HTML Tag Inclusion or Exclusion

Collapse
X
 
  • Filter
  • Time
  • Show
Clear All
new posts

  • HTML Tag Inclusion or Exclusion

    I have just started using the free version of this great script and so far I've been reasonably successful at getting it to do and look the way I want it to.

    You can see it in action at this site: RailWorks America
    http://railworksamerica.com/FileLibrary/

    I do have a couple of questions though.

    Is there a way to exclude all <p> tags without having to go through every page inserting the ZOOMSTOP & ZOOMRESTART comments?
    Or alternatively, is there a way to have it index only <h4> and <h6> tags?

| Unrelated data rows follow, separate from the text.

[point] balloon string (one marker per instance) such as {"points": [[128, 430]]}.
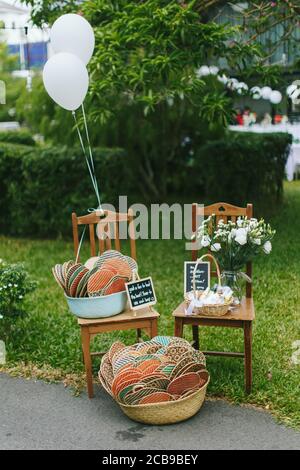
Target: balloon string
{"points": [[88, 136], [92, 173], [89, 147]]}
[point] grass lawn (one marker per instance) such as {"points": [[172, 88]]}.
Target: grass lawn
{"points": [[46, 343]]}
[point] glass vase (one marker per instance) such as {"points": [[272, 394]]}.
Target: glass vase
{"points": [[234, 280]]}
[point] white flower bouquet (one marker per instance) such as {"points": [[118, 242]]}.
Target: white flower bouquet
{"points": [[235, 243]]}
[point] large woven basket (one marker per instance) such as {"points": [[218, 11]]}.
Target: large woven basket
{"points": [[168, 412], [214, 310]]}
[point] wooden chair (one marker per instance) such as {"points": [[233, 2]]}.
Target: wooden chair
{"points": [[241, 317], [108, 229]]}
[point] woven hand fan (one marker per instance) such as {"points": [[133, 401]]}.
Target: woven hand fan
{"points": [[99, 280], [115, 347], [183, 383], [117, 284], [57, 277], [90, 263], [156, 397], [78, 275], [108, 254], [120, 265]]}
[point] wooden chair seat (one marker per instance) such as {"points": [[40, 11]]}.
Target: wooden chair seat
{"points": [[127, 315], [244, 312]]}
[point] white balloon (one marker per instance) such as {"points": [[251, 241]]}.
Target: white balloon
{"points": [[66, 80], [256, 92], [266, 92], [275, 97], [213, 70], [204, 71], [72, 33]]}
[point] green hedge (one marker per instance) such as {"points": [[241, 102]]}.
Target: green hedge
{"points": [[17, 137], [244, 167], [41, 187]]}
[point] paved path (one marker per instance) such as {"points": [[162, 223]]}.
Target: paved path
{"points": [[37, 415]]}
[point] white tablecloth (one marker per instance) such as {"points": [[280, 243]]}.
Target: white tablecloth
{"points": [[294, 129]]}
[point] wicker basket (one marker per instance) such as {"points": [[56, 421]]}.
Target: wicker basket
{"points": [[214, 310], [168, 412]]}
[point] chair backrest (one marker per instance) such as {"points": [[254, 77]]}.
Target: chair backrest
{"points": [[226, 212], [106, 228]]}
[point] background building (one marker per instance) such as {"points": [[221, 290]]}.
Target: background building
{"points": [[25, 40]]}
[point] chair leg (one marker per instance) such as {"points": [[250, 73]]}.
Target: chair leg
{"points": [[195, 336], [178, 327], [153, 328], [138, 335], [85, 340], [248, 355]]}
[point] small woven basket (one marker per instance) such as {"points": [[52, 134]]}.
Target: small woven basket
{"points": [[213, 310], [168, 412]]}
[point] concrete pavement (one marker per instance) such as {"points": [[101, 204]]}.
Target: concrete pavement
{"points": [[38, 415]]}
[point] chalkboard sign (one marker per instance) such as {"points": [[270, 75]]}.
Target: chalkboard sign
{"points": [[141, 293], [202, 275]]}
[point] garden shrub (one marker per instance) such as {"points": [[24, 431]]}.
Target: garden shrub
{"points": [[40, 188], [244, 167], [21, 137]]}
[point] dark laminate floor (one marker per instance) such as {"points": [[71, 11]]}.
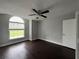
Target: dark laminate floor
{"points": [[36, 50]]}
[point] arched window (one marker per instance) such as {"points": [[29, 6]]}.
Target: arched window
{"points": [[16, 27]]}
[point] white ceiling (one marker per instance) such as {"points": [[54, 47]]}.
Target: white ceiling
{"points": [[23, 7]]}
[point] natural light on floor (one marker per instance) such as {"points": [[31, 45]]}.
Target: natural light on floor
{"points": [[16, 28]]}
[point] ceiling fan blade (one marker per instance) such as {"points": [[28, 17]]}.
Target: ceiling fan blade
{"points": [[43, 16], [47, 11], [35, 10], [32, 14]]}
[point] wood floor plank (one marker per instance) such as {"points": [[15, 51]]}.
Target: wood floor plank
{"points": [[38, 49]]}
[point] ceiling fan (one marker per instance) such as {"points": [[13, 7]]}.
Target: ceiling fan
{"points": [[40, 13]]}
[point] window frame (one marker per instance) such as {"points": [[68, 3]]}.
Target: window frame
{"points": [[16, 29]]}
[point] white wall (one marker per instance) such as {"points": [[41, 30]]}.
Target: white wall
{"points": [[4, 34], [69, 33], [50, 28]]}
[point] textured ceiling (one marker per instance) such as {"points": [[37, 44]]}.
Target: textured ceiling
{"points": [[23, 7]]}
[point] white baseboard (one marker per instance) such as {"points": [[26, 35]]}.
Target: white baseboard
{"points": [[58, 43], [9, 43]]}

    What I'm trying to achieve is for the search results page to only display the following two lines (I realize I'll have to change the <p> to <h6>):
    <h4>EMDX GP38-2 Re-Paints</h4>
    <p>Updated: April 6, 2011 - by Mike (<em>MadMike1024</em>) Calvin
    As it is, it's displaying part of these two lines (which I don't want):
    <p class="cent XVI">Page 1 &nbsp;|&nbsp; <a href="RollingStock_Page2.html">Page 2</a> &nbsp;|&nbsp; <a href="RollingStock_Page3.html">Page 3</a> &nbsp;|&nbsp; <a href="RollingStock_Page4.html">Page 4</a> &nbsp;|&nbsp; <a href="RollingStock_Page5.html">Page 5</a> &nbsp;|&nbsp; <a href="RollingStock_Page6.html">Page 6</a> &nbsp;|&nbsp; <a href="RollingStock_Page7.html">Page 7</a>
    <p><a href="link removed">Download</a> &nbsp;-&nbsp; 12.3 MB &nbsp;-&nbsp; <span class="format">RAR Format</span> &nbsp;-&nbsp; <span class="lt-blu ital"><script type="text/javascript" src="link removed"></script> Downloads</span> &nbsp;-&nbsp; <a href="../zips/rol-stk/m-c/EMDX-GP38-2_Readme.txt">Read Me</a>
    *****************

    Also, I'm having a bit of difficulty getting the indexer to exclude the index.html page found in the FileLibrary directory.
    In the Skip Options section I've tried the following:

    http://railworksamerica.com/FileLibrary/index.html
    \FileLibrary\*\index.html
    index.html
    *\index.html
    \index.html

    None of which seem to have been successful.

    If you want to test this, try doing a search for GreatNortherner.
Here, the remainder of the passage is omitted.